Estoy tan impactada que, cuando el piken lanza al lago el cuerpo inerte de Héctor y mi Cofre, no uso la telequinesia para evitar que se hundan.
Número Seis ha matado al otro piken y ahora se vuelve hacia nosotros y levanta ambas manos al cielo. Un rayo corta de un tajo la cabeza del monstruo de un solo brazo.
Por primera vez en todo el día se hace el silencio. Me acerco a Número Seis, y miro a Eli y a Crayton. Contemplando el fuego y la destrucción que han quedado detrás de ellos, tengo la certeza de que a partir de ahora no va a haber muchos momentos de silencio como este en mi vida.
—El Cofre, Marina —dice Crayton—. Tienes que ir a por él.
Yo me vuelvo hacia Número Seis y la abrazo.
—Gracias. Gracias, Número Seis.
—Estoy segura de que algún día podremos repetir —dice ella, estrechándome entre sus brazos—. Y puedes llamarme Seis.
—Yo soy Marina. Estos son Crayton y Eli. Ella es el Número Diez.
Eli da un paso al frente y recupera su aspecto de siete años. Luego tiende la mano hacia Seis, que se queda con la boca abierta, atónita.

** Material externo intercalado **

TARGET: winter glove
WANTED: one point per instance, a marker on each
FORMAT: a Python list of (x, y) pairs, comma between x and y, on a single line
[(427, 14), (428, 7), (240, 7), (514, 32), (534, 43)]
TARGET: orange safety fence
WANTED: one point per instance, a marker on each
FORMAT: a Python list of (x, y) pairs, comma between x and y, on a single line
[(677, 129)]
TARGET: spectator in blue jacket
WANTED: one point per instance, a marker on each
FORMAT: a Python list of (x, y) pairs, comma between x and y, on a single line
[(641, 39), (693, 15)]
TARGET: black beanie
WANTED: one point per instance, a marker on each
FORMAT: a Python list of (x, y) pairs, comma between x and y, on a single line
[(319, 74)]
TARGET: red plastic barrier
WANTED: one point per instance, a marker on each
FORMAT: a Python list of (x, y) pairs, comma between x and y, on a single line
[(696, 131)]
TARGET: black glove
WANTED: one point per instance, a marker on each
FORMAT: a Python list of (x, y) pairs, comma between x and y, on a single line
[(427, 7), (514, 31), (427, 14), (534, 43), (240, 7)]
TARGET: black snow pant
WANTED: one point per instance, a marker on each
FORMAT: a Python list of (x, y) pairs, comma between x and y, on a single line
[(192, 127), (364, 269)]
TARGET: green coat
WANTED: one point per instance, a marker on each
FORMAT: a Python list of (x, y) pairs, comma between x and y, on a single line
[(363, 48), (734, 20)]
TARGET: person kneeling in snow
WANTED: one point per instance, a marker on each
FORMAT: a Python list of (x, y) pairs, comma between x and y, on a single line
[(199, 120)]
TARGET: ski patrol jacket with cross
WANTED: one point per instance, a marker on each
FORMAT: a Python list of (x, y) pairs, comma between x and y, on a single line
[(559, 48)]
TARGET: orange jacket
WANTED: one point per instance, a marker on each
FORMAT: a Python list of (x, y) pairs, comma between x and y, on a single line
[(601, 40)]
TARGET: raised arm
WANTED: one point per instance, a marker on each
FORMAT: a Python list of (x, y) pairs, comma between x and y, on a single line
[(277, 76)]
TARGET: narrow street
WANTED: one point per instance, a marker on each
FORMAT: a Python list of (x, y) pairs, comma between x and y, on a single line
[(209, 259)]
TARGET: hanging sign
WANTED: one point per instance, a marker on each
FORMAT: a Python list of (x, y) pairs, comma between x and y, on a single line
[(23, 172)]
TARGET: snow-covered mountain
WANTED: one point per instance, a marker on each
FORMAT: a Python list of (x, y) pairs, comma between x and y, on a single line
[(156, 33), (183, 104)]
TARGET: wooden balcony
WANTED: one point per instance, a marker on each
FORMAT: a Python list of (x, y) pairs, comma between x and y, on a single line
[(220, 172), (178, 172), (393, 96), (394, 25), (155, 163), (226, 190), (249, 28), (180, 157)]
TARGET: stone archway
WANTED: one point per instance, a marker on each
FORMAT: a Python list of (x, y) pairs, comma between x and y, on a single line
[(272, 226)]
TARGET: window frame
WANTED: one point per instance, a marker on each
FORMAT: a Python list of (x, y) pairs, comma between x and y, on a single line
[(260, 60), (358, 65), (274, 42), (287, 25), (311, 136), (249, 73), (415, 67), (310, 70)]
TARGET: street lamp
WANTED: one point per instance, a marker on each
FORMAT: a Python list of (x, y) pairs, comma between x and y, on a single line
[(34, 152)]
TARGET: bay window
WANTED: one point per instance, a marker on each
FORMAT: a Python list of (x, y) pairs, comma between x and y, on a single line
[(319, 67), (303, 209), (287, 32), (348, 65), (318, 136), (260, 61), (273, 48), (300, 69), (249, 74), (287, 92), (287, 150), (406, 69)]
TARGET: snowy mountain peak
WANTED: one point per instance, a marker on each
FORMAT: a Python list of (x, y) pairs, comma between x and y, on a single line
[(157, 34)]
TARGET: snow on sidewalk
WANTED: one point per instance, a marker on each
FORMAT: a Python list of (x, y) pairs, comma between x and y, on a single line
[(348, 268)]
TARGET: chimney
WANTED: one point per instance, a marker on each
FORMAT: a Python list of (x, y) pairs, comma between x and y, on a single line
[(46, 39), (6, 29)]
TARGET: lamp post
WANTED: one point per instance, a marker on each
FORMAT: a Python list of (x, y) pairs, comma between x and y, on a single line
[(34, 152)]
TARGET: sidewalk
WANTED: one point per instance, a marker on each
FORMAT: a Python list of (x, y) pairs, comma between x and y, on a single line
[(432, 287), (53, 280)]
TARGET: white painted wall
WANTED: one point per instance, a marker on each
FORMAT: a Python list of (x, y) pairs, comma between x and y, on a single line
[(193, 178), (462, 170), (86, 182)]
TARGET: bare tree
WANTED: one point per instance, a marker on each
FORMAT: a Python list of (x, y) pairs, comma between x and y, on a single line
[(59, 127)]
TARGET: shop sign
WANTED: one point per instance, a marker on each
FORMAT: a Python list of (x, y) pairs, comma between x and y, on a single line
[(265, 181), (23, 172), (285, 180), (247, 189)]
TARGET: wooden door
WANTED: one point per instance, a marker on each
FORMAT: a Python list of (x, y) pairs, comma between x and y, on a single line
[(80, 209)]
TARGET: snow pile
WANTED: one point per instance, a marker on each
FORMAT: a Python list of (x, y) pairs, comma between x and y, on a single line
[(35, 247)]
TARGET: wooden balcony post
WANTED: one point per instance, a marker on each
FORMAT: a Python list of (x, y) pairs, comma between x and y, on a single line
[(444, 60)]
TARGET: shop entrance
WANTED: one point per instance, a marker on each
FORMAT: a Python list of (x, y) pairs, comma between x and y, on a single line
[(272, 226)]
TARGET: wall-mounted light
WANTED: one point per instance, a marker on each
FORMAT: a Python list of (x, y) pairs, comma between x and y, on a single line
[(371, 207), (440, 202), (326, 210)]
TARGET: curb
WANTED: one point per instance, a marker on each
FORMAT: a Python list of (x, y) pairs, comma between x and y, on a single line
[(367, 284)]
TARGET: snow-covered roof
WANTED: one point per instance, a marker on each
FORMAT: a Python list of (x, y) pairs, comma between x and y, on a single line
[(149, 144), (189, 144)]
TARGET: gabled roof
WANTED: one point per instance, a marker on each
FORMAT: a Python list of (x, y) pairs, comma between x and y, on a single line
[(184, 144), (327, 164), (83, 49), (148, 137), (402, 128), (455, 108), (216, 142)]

Crayton empieza a explicarle lo de Eli y la segunda nave, mientras yo me acerco al lago. Por primera vez siento el frío de sus aguas. Nado hasta el centro y me sumerjo, descendiendo hasta que el agua se vuelve oscura y mis pies tocan el fondo fangoso. Doy varias vueltas hasta que veo el Cofre. Lo balanceo adelante y atrás para despegarlo del fango. Usando un solo brazo para nadar, empiezo a ascender a la superficie. Cuando el agua vuelve a ser azul, veo el cuerpo de Héctor y lo agarro por la cintura con el otro brazo.
Eli y Crayton están de pie junto a Seis, en la orilla. Dejo el Cofre en el suelo y coloco mis manos mojadas sobre la espinilla, el brazo y el cuello de Héctor, por su espalda desgarrada, rezando para que la sensación fría acuda a mis dedos.
—Está muerto —dice Crayton, levantándome por los hombros.
Pero yo no me resigno. Odiándome por no haber hecho lo mismo con Adelina, toco la cara de Héctor. Paso mi mano por su pelo gris. Incluso lo hago levitar unos centímetros sobre la arena y vuelvo a intentarlo desde el principio. Pero Crayton tiene razón: está muerto.